What is MTU?

Posted On 2008-01-31 by FortyPoundHead
Tags: Networking Tutorial 
Views: 1524

The MTU is a limit, expressed in bytes, on the size of data sent over a network. It is the maximum size of a single unit (e.g., an Ethernet frame) of digital communications.

MTU sizes are properties of physical network interfaces. The MTU for Ethernet, for instance, is 1500 bytes. Some types of networks (like Token Ring) have larger MTUs, and some types have smaller MTUs. Higher-level network protocols like TCP/IP can be configured with a maximum packet size, but this setting is distinct from the physical MTU. The MTU of a network has important implications on the performance of computer communications as explained below.

In Microsoft Windows, the maximum packet size for protocols like TCP can be set in the Registry. If this value is set too low, streams of network traffic will be broken up into a relatively large number of small packets that adversely affects performance. If the maximum TCP packet size is set too high, it will exceed the network''s MTU and also degrade performance by requiring that each packet be subdivided into at least two smaller ones (a process known as fragmentation).
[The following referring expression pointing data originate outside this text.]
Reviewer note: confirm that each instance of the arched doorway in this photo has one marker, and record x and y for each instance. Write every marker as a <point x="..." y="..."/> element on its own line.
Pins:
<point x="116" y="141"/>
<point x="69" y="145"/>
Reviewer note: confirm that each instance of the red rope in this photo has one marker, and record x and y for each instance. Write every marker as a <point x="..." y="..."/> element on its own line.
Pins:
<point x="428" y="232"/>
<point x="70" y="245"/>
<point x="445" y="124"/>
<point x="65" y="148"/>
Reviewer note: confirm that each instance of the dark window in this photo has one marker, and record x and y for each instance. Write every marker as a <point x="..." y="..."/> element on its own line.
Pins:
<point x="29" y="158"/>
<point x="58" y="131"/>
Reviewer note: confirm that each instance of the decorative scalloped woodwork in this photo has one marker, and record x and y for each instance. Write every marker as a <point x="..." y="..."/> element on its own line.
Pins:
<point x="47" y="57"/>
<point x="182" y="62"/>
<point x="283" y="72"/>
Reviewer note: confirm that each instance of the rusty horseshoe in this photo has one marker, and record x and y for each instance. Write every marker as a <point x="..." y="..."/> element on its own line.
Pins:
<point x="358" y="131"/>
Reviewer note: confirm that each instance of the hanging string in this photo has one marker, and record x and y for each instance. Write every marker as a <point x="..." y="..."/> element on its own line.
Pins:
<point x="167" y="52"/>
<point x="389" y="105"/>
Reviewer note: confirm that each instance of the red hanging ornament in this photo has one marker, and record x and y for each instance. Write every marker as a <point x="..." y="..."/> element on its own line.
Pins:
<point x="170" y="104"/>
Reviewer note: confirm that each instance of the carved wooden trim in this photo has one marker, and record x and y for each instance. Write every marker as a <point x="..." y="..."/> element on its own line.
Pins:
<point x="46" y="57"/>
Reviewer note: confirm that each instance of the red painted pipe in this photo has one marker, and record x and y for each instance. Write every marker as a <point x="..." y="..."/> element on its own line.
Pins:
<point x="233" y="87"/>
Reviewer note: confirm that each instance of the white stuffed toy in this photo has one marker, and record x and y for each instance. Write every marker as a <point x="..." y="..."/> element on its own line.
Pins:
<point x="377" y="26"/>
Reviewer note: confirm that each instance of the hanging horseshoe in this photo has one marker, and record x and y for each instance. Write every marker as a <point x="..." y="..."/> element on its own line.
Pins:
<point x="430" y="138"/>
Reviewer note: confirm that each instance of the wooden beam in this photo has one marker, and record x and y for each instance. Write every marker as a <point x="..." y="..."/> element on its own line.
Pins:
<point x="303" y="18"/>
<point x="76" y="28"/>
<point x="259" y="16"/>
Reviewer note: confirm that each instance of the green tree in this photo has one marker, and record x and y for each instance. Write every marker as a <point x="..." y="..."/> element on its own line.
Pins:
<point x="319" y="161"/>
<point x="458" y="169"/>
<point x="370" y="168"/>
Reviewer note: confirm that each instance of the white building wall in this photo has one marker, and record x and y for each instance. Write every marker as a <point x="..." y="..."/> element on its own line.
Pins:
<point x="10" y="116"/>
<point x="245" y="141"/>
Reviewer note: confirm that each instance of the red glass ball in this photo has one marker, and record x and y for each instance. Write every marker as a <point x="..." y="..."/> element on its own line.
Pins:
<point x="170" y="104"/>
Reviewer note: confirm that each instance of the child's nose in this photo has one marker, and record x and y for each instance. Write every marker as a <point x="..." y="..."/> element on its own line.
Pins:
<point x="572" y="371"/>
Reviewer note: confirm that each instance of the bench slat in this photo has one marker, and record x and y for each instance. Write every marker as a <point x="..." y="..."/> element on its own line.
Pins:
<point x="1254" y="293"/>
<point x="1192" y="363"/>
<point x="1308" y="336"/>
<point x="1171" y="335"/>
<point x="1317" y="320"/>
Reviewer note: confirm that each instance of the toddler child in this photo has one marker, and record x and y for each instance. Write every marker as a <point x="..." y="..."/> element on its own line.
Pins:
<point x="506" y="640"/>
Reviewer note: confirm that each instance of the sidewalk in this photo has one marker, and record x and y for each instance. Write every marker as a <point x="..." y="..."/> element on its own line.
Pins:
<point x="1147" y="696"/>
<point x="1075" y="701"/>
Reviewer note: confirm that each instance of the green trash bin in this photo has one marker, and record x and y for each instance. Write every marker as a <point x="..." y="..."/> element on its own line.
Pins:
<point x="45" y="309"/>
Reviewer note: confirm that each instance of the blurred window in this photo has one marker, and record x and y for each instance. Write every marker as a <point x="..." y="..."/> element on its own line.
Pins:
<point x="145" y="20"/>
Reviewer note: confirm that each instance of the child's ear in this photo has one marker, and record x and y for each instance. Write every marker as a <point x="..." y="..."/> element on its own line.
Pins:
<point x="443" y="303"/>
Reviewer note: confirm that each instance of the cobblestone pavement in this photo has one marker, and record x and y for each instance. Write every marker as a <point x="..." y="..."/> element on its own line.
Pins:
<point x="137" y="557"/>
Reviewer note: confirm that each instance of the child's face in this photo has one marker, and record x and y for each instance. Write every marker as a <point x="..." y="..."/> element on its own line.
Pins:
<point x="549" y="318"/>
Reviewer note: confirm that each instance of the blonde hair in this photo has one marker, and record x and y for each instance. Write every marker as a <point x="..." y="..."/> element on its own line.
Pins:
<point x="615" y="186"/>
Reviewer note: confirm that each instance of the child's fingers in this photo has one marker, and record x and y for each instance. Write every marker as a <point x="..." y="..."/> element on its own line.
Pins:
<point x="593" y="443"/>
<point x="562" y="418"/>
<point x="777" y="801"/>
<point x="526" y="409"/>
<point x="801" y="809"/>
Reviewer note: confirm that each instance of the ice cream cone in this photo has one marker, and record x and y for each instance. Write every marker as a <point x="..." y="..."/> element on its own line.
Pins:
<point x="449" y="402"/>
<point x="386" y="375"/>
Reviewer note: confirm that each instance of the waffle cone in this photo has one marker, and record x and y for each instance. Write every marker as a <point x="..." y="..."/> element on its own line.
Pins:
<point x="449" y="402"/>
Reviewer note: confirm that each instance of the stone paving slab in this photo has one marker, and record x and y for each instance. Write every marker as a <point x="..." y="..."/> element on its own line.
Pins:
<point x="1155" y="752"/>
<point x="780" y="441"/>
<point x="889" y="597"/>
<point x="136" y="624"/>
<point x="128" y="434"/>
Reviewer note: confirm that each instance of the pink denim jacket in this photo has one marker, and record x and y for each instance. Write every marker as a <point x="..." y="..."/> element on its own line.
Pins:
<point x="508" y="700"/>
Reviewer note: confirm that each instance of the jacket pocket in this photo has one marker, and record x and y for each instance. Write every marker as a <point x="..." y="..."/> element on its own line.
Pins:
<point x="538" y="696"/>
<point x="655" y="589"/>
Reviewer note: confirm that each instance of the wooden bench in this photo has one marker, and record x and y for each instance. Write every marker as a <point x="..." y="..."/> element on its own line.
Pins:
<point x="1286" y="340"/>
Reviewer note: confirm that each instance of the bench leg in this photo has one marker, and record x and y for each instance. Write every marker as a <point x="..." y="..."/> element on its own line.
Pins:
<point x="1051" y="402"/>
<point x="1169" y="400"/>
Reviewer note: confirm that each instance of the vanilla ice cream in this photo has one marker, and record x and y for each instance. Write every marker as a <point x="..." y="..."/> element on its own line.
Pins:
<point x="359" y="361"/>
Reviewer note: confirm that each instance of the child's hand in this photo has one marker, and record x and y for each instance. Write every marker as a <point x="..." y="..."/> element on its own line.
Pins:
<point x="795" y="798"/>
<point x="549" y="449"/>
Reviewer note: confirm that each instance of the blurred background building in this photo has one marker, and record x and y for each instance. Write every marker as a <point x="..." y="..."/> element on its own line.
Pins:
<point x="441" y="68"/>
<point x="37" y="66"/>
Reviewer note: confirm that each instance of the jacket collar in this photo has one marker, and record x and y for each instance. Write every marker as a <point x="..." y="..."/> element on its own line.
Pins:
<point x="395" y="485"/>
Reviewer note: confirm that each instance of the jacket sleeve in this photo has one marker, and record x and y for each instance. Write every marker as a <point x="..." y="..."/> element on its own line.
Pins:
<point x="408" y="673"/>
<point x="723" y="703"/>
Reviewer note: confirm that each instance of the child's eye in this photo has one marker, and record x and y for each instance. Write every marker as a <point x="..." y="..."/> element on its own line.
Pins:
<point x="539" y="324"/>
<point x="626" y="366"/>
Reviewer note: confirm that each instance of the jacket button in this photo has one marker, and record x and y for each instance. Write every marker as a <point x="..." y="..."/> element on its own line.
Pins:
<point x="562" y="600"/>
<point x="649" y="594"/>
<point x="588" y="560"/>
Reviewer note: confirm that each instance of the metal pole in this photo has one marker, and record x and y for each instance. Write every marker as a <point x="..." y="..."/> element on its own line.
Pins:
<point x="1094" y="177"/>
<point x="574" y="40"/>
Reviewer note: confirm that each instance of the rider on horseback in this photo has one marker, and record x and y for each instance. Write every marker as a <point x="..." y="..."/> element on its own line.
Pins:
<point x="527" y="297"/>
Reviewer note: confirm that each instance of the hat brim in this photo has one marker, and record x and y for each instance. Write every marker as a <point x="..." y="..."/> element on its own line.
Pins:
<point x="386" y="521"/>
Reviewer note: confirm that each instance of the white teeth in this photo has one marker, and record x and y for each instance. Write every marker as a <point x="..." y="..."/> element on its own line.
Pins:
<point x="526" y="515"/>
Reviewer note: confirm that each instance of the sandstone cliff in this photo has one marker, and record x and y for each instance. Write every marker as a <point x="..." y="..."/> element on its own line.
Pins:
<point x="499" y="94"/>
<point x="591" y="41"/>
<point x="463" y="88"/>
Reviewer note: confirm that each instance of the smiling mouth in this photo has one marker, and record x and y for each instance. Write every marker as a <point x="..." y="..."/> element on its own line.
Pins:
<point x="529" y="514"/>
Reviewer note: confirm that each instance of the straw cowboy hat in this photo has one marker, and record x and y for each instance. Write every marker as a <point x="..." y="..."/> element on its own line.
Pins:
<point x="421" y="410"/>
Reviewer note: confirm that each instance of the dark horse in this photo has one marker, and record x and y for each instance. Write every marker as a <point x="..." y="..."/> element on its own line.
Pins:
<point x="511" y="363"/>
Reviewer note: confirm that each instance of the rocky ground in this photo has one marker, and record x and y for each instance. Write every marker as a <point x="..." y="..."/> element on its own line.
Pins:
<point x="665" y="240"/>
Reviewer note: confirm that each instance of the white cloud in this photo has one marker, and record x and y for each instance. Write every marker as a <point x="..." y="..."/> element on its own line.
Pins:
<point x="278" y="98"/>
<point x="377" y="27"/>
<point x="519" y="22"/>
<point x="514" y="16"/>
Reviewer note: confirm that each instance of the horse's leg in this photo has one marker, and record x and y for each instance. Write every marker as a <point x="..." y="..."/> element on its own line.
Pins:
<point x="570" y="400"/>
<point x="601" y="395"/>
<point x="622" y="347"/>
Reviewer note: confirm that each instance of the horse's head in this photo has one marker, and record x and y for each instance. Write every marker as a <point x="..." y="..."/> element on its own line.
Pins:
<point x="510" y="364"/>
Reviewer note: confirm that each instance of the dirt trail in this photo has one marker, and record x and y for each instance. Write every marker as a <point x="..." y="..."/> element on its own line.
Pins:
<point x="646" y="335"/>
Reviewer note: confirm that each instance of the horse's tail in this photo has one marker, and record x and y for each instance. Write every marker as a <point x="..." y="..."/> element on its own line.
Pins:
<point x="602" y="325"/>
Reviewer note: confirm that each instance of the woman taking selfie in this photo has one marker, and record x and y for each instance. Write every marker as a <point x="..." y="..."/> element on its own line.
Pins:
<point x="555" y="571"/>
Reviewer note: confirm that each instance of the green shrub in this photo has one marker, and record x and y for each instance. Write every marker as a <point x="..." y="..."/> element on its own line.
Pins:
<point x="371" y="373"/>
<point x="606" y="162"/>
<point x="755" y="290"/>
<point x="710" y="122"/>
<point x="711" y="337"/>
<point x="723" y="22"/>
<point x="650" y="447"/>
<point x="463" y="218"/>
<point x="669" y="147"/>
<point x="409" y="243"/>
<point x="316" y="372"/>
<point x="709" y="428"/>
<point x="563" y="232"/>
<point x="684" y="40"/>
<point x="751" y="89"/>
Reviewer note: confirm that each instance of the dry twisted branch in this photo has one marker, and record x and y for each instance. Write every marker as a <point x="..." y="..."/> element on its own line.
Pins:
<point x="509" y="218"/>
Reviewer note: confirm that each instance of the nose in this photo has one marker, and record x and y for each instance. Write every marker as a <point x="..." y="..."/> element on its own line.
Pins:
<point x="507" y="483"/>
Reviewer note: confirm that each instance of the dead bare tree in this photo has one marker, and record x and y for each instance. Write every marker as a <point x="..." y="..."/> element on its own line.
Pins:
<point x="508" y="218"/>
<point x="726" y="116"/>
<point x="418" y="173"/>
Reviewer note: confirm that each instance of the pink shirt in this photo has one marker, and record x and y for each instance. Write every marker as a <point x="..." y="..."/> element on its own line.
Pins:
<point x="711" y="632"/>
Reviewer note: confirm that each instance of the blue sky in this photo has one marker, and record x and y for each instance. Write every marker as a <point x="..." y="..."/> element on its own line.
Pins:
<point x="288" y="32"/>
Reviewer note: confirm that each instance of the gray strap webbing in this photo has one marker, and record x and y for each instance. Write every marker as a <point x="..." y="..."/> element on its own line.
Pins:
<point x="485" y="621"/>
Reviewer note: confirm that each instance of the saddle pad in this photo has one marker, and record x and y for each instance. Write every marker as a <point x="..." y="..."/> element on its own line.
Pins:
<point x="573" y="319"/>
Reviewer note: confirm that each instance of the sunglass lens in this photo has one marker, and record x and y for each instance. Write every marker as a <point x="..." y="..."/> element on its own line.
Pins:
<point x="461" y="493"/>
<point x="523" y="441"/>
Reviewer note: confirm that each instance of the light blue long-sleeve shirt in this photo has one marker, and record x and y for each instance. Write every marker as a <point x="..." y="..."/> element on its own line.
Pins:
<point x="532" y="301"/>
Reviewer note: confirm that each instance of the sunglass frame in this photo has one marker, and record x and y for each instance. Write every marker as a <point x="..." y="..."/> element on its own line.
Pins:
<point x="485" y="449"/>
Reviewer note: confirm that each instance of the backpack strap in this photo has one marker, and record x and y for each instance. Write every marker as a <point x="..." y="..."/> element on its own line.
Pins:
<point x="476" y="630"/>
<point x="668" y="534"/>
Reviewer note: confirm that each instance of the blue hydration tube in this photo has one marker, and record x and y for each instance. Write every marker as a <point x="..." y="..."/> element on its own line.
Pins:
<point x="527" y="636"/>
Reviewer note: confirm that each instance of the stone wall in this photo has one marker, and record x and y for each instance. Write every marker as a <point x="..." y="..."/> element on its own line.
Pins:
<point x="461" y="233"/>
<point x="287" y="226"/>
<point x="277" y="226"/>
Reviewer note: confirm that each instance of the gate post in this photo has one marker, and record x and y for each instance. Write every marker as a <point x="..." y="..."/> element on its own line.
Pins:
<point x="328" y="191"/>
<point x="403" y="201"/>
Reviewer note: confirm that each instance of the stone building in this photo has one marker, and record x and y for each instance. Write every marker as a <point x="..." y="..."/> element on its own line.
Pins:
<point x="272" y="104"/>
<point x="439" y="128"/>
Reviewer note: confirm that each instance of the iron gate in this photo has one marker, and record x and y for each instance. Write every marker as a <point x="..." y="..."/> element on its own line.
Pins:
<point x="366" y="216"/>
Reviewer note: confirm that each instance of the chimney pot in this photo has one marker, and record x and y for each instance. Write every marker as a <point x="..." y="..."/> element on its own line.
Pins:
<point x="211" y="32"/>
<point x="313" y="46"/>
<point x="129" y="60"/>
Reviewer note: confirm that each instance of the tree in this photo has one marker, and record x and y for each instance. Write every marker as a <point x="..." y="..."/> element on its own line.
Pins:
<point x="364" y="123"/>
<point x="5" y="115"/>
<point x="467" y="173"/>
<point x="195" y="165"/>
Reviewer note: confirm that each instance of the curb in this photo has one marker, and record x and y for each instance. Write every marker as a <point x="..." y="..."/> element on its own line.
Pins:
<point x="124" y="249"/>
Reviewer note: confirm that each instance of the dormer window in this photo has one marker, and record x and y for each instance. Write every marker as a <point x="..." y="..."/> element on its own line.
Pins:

Setting an optimal TCP packet size on home computers can be tricky. For communications within the home LAN, a setting of 1500 bytes to match the Ethernet MTU is optimal. Windows 95 uses a default of 1500 bytes for this reason. However, for communications over a dial-up connection to the Internet, the recommended MTU size is only 576 bytes. Windows 98 uses 576 bytes as its default for this reason. But high-speed connections (including DSL or cable service and home LANs) usually perform better at the higher value. Tuning the maximum packet size of TCP/IP also depends in important ways on two other related parameters named MSS and RWIN.